Singh: Depending on whom you ask, there are roughly five, maybe 10 significant note seller platforms nationally. When we entered the market in 2009, a significant part of the business was still driven by the FDIC through large bulk sales. However, individual and smaller investors could not compete, and banks with smaller portfolios did not have an efficient and cost effective option to dispose of notes. While JLL has been an active institutional note sales broker for years, we soon realized that a fresh approach was required to address the current needs of banks and the broader market of investors. So together with our partner REDC we developed an on-line commercial note auction. Banks and special servicers quickly recognized the benefits of monetizing trouble loans using our platform rather than expending resources on foreclosing and managing REO.
I assume there are others out there with that type of platform? How do you differentiate yourself?
Singh: What differentiates us from our competitors is that we do not charge sellers upfront fees and auction each loan individually providing scalability and best execution possible for each note. Bidders compete only for those notes they are interested in, typically driving pricing to market clearing levels. In a sealed-bid or pool sale, buyers are not afforded the pricing transparency of an auction and generally must accept some unwanted assets in order to acquire those they do want. Although we like our auction approach and believe it delivers sellers the best results, there are situations where sealed-bid or pooled sales may better address sellers’ particular objectives.
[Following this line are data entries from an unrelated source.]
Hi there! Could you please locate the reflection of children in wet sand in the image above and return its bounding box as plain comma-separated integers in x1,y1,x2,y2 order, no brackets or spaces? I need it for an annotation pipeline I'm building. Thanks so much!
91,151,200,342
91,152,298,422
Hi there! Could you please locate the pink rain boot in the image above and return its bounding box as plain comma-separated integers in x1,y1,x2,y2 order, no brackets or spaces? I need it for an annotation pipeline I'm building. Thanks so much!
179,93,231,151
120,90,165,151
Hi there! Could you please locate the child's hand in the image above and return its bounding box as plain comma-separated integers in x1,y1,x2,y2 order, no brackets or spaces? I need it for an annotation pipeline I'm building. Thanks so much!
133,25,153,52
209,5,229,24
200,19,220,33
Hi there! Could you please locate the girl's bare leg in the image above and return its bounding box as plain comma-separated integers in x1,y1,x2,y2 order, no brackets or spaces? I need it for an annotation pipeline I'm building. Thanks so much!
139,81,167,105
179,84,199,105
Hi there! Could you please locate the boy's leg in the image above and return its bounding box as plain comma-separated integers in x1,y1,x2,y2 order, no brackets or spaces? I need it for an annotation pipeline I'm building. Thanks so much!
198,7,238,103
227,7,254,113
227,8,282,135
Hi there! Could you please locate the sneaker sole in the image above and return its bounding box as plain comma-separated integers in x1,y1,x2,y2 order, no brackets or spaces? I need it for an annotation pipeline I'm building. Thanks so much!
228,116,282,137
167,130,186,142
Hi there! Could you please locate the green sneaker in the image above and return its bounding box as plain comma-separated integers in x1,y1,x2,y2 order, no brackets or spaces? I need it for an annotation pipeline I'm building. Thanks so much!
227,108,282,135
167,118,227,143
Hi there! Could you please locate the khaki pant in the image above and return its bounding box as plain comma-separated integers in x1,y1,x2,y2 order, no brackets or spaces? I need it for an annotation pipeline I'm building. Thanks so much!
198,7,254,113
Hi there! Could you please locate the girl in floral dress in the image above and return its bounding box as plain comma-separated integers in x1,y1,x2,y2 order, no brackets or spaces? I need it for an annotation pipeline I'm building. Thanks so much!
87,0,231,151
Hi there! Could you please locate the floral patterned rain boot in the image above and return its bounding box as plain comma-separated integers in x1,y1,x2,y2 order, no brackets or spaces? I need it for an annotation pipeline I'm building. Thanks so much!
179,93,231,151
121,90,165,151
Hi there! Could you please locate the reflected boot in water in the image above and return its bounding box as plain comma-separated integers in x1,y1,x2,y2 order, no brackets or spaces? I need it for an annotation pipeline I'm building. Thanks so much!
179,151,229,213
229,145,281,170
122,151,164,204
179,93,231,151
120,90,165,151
Now for the crystal ball question. Any market predictions going forward towards the end of the year?
Singh: Predictions are always a challenge. Barely two years ago, most people were predicting a flood of distressed assets hitting the market, but that has not played out. Provided we do not have any unanticipated shocks to the economy, I think we will continue to see a more orderly let down in asset values as holders of CRE, both of notes and equity, capitulate to market realties and, as a result, an increase in deal flow. The peak in loan maturities is still ahead of us and absent a miraculous recovery in real estate fundamentals and a surge in debt capital, the note sales business should continue to keep us very busy. (credit n. dolce globe st.)